By Rupert Cornwell and Anne Penketh
IndependentMay 6, 2003
American forces in Baghdad have captured Huda Salih Mahdi Ammash, a senior biological weapons scientist who was one of the most wanted members of the ousted regime of Saddam Hussein. Ms Ammash, who was among the 55 most-wanted officials identified in a deck of cards issued to US soldiers, was taken into custody on Sunday, in what was apparently a pre-negotiated surrender. Her detention brings to 19 the number of the 55 who have been caught.
What was unclear was whether she would take Britain and America any closer to finding any of the illicit weapons whose alleged development and possession by Saddam was the primary justification for the war. Other high-ranking Iraqis have denied under interrogation that any such programmes existed in recent years, and US officials are starting to shift ground. They now argue that even if stocks may have been destroyed, Iraq still had the know-how to restart manufacturing at short notice.
President George Bush expressed anger over the weekend that the former deputy prime minister, Tariq Aziz, was refusing to co-operate with US forces since his surrender. Washington also now insists that only with the co-operation of ordinary Iraqis will the weapons, of whose existence the intelligence services sounded so certain, be discovered. United Nations weapons inspectors welcomed the arrest of 49-year old Ms Ammash, who was shown on Iraqi television on 27 March sitting at the same table as Saddam Hussein during a leadership meeting. The date of the recording is not known, however.
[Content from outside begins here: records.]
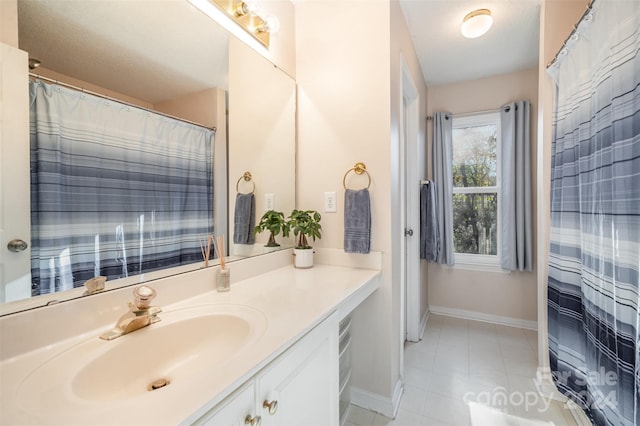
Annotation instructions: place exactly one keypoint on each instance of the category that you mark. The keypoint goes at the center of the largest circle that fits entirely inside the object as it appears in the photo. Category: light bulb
(476, 23)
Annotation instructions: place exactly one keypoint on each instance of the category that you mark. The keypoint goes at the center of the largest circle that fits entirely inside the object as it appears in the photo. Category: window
(476, 189)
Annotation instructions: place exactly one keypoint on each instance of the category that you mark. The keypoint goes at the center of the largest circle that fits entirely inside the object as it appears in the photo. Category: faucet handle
(142, 296)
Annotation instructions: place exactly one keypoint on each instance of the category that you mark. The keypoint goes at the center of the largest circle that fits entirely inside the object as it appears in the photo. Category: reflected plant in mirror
(170, 188)
(275, 223)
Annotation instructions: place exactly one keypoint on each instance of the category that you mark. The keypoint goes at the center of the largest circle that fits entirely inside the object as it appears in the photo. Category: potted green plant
(275, 223)
(304, 224)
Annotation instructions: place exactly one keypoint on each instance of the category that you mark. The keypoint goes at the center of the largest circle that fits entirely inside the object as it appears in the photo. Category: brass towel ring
(359, 169)
(247, 178)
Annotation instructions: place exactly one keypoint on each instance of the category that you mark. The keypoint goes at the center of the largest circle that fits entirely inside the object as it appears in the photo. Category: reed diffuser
(223, 278)
(206, 249)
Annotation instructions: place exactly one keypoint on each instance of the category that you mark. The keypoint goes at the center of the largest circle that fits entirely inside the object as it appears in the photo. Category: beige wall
(262, 109)
(513, 295)
(200, 107)
(349, 106)
(557, 19)
(343, 80)
(9, 22)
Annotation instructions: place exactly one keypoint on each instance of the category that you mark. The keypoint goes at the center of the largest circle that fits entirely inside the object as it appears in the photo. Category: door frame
(410, 213)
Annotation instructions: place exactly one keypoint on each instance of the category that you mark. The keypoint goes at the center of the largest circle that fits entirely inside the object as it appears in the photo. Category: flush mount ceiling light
(476, 23)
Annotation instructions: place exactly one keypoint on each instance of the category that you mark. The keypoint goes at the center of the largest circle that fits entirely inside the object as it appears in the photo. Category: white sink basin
(186, 343)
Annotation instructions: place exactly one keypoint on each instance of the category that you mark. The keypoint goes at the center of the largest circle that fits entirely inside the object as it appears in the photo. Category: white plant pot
(303, 258)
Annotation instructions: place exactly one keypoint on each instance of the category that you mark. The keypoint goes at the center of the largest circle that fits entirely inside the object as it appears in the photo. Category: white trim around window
(480, 262)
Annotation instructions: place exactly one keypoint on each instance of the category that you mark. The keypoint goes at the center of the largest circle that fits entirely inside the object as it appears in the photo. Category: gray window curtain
(515, 187)
(443, 181)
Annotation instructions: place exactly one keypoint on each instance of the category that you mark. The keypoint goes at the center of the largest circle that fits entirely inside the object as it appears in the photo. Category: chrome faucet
(140, 314)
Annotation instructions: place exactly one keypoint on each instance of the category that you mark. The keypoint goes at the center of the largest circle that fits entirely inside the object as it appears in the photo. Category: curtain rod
(573, 31)
(506, 108)
(100, 95)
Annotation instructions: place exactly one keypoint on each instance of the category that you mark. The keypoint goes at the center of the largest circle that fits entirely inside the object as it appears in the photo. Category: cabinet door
(15, 267)
(233, 410)
(303, 382)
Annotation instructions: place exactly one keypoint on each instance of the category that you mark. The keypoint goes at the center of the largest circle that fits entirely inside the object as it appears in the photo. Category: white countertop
(293, 302)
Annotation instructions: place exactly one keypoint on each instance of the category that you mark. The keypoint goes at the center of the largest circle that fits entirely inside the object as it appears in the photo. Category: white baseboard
(479, 316)
(378, 403)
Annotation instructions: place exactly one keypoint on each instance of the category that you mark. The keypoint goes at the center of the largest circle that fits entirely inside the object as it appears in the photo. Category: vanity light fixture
(476, 23)
(246, 14)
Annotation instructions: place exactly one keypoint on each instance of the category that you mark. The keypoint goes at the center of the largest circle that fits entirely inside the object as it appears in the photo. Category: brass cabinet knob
(271, 406)
(253, 421)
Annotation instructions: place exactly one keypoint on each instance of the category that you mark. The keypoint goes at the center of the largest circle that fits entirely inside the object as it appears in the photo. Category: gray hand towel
(429, 235)
(357, 221)
(244, 219)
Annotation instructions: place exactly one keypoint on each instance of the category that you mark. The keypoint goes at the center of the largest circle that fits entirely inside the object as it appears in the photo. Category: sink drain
(157, 384)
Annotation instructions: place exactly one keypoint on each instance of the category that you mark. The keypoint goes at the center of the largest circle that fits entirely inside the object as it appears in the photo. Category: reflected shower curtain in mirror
(115, 190)
(594, 260)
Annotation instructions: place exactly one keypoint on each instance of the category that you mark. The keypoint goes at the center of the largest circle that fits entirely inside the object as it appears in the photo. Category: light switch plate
(330, 202)
(269, 201)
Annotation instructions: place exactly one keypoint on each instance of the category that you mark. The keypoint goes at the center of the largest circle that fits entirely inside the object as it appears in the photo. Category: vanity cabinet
(300, 387)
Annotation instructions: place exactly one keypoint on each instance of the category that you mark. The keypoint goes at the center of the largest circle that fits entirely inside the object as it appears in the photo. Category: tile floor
(470, 373)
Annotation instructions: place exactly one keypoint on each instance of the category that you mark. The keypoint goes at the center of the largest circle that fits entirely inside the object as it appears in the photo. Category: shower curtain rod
(573, 31)
(486, 111)
(100, 95)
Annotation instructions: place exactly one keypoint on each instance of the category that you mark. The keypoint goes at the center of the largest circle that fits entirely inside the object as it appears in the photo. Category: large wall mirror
(167, 56)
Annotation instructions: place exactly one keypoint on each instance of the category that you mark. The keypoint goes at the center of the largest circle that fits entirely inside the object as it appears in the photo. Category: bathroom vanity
(265, 352)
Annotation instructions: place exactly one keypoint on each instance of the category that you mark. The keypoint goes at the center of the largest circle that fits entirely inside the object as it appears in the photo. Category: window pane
(474, 156)
(475, 218)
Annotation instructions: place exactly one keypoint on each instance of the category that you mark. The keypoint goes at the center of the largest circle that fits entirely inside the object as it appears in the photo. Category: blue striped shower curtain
(594, 260)
(115, 190)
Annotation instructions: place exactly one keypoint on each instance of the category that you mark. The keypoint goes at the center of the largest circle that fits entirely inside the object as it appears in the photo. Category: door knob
(17, 245)
(271, 406)
(253, 421)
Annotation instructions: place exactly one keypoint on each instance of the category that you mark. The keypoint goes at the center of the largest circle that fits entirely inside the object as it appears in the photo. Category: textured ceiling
(153, 54)
(171, 49)
(446, 56)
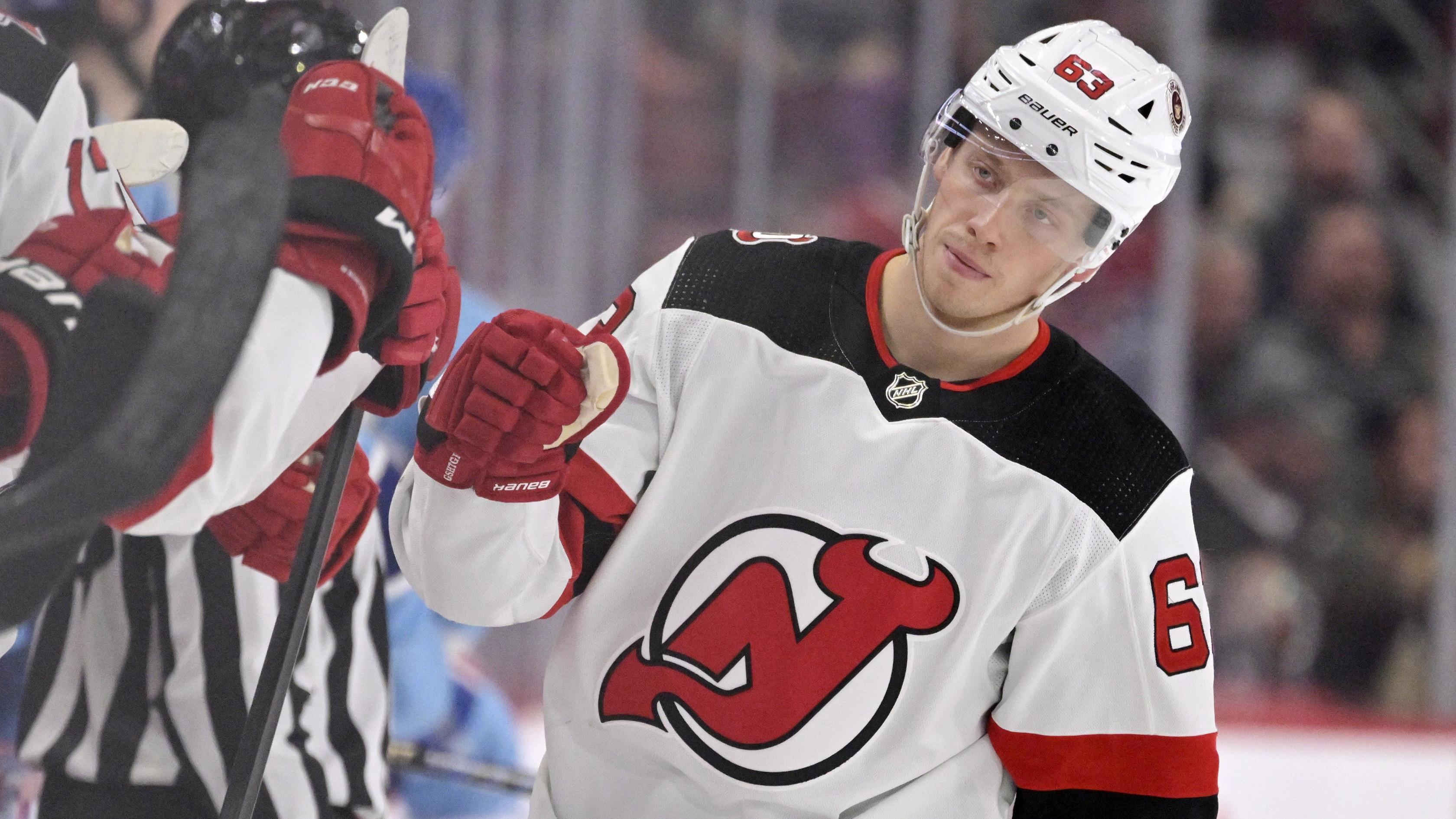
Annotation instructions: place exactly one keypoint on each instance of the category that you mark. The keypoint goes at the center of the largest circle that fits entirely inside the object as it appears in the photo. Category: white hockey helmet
(1091, 107)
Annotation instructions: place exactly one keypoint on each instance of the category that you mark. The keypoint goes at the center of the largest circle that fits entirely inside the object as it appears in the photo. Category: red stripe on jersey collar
(1168, 767)
(877, 330)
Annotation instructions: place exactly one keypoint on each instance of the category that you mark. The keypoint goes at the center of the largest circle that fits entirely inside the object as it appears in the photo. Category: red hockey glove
(363, 164)
(516, 401)
(43, 286)
(267, 530)
(424, 334)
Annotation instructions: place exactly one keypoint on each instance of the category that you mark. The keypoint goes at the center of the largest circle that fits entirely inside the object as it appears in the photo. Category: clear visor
(1005, 197)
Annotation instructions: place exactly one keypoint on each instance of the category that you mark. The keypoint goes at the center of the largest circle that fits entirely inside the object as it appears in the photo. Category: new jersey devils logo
(781, 647)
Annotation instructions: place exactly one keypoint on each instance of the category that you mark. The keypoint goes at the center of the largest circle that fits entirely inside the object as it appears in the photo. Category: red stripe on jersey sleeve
(75, 169)
(589, 490)
(1170, 767)
(197, 464)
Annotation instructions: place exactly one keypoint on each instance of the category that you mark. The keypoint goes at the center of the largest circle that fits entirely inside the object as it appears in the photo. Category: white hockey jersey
(49, 161)
(813, 582)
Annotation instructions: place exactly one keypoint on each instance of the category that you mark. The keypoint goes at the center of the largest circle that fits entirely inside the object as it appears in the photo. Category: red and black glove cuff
(25, 380)
(363, 162)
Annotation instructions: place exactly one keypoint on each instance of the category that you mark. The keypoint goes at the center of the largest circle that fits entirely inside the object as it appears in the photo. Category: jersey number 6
(1178, 623)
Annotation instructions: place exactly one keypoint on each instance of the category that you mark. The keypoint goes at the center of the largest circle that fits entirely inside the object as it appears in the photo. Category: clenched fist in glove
(513, 404)
(423, 337)
(363, 168)
(267, 530)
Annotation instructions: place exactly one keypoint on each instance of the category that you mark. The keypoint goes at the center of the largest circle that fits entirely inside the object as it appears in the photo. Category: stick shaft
(247, 768)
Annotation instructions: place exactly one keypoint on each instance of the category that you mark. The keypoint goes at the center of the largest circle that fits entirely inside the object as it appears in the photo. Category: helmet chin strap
(910, 237)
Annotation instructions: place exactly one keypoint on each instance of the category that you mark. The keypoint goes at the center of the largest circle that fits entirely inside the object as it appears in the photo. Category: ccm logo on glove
(331, 82)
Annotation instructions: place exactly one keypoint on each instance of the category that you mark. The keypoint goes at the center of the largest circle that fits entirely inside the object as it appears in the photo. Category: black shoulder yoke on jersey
(1066, 416)
(31, 68)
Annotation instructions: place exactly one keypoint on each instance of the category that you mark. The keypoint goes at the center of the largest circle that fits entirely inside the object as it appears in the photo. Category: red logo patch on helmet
(1176, 107)
(780, 649)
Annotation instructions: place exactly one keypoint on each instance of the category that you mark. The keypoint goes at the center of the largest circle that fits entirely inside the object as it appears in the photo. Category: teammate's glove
(519, 397)
(363, 164)
(267, 530)
(424, 333)
(43, 288)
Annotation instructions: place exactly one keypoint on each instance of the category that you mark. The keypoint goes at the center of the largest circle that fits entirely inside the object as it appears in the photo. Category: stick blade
(388, 44)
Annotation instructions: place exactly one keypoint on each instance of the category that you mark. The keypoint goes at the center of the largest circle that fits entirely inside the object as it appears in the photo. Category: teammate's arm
(1107, 709)
(50, 165)
(491, 546)
(319, 305)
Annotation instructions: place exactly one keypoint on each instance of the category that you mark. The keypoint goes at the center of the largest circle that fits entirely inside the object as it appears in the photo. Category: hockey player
(857, 534)
(146, 659)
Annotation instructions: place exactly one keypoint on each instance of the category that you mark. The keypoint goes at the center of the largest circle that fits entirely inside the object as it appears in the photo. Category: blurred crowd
(1315, 432)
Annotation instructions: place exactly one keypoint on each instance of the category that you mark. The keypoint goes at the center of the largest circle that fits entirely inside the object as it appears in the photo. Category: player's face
(1002, 229)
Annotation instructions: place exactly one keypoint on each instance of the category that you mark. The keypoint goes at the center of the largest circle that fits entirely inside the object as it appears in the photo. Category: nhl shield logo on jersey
(781, 647)
(906, 391)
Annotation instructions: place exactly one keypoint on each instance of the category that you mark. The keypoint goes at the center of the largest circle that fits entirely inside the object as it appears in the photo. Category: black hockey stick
(97, 461)
(414, 757)
(245, 771)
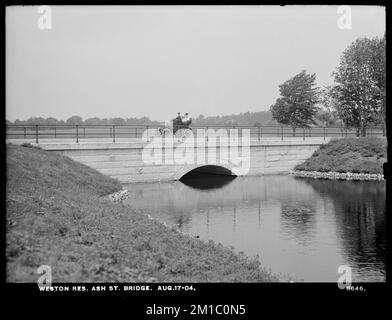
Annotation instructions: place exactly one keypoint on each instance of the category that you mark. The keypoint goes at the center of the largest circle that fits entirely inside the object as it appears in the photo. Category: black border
(255, 296)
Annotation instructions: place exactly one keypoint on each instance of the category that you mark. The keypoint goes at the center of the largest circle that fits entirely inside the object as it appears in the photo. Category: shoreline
(331, 175)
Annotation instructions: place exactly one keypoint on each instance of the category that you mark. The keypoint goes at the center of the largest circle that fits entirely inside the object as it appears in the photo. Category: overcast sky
(154, 61)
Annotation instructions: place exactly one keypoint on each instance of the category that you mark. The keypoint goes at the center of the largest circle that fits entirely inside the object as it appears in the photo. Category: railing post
(148, 135)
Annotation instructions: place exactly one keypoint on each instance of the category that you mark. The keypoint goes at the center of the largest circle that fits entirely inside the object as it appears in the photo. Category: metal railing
(113, 132)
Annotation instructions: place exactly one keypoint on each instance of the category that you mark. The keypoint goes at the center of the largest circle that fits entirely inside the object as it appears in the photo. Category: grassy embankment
(57, 215)
(355, 155)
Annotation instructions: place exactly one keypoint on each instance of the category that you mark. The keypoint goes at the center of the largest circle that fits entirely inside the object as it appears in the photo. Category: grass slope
(357, 155)
(56, 215)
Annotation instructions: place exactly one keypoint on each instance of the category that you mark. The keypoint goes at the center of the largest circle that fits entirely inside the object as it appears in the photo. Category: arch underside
(204, 170)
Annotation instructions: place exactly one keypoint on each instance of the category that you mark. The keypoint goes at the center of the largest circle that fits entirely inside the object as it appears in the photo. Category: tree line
(355, 100)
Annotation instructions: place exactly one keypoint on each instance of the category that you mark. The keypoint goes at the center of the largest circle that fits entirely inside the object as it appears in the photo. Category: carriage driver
(186, 119)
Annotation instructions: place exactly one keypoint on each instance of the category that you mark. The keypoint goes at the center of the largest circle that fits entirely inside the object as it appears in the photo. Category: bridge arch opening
(208, 177)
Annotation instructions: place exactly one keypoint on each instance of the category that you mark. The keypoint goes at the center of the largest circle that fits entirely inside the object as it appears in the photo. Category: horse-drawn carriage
(177, 128)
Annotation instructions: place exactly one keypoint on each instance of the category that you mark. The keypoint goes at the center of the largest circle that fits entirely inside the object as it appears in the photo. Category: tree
(360, 84)
(297, 105)
(327, 115)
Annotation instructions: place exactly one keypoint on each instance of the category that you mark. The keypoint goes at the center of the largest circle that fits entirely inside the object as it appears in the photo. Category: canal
(302, 229)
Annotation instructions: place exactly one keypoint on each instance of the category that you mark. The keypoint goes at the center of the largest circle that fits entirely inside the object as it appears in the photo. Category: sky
(135, 61)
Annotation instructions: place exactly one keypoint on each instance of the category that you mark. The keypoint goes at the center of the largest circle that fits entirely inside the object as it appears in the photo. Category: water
(304, 228)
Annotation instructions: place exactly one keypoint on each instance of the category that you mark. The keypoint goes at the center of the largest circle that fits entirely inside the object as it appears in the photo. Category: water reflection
(302, 227)
(360, 218)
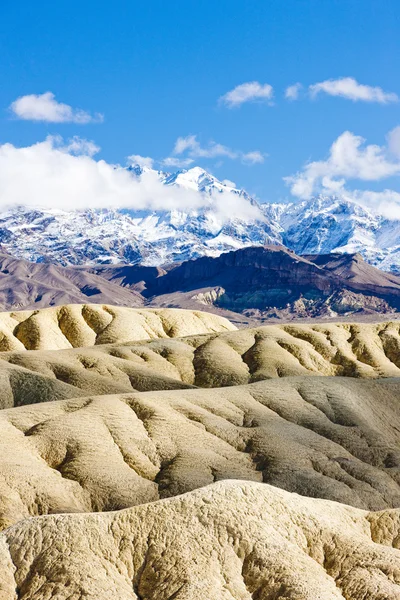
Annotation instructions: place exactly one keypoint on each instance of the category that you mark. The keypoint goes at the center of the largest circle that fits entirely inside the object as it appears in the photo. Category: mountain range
(321, 225)
(249, 285)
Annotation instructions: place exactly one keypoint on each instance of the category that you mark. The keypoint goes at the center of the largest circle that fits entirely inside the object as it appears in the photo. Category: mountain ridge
(228, 219)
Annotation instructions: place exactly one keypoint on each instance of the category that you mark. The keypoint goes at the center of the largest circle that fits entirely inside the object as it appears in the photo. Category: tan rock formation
(76, 325)
(229, 541)
(363, 350)
(333, 438)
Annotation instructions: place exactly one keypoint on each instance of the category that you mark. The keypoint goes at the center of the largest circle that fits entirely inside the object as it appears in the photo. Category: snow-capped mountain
(228, 219)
"Given the fact that she was involved with the top leadership, she is somebody who is quite interesting in terms of the latest thinking in Iraq," said a UN spokesman, Hiro Ueki. "But we won't know until the coalition interrogates her whether she was involved in a clandestine weapons programme or not." Ms Ammash's presence at the meeting with Saddam was taken as a sign that the Iraqi leader was continuing to engage in producing banned weaponry, despite official assertions that all of the country's biological and chemical weapons had been destroyed. Ms Ammash, called "Mrs Anthrax" in the West, is held to have played a senior role in rebuilding Baghdad's biological weapons capability since the 1991 Gulf War.
Born in 1953 in Baghdad, she is the daughter of Saleh Mahdi Ammash, a former vice-president, defence minister and member of the Baath party's leadership. Saddam reportedly ordered his execution in 1983. She was trained by Nassir al-Hindawi, in the past described by UN inspectors as the father of Iraq's biological weapons programme, and both are reputed to be among Iraq's top weapons scientists. Others include Amir al-Saadi, Saddam Hussein's chief scientific adviser and chemical weapons expert who has surrendered to the Allies, and Dr Rihab Taha, a woman called "Dr Germ" by inspectors for her work on biological weapons. Dr Taha is married to the former Iraqi oil minister, Amir Muhammad Rashid, who has been arrested by US forces. Ms Ammash is the only woman who features on the most-wanted list, ranking 53rd out of the 55. In 2001, she became the first and only woman to be elected to the Baath party's regional command, its highest policymaking body, after working closely with Saddam's younger son, Qusay.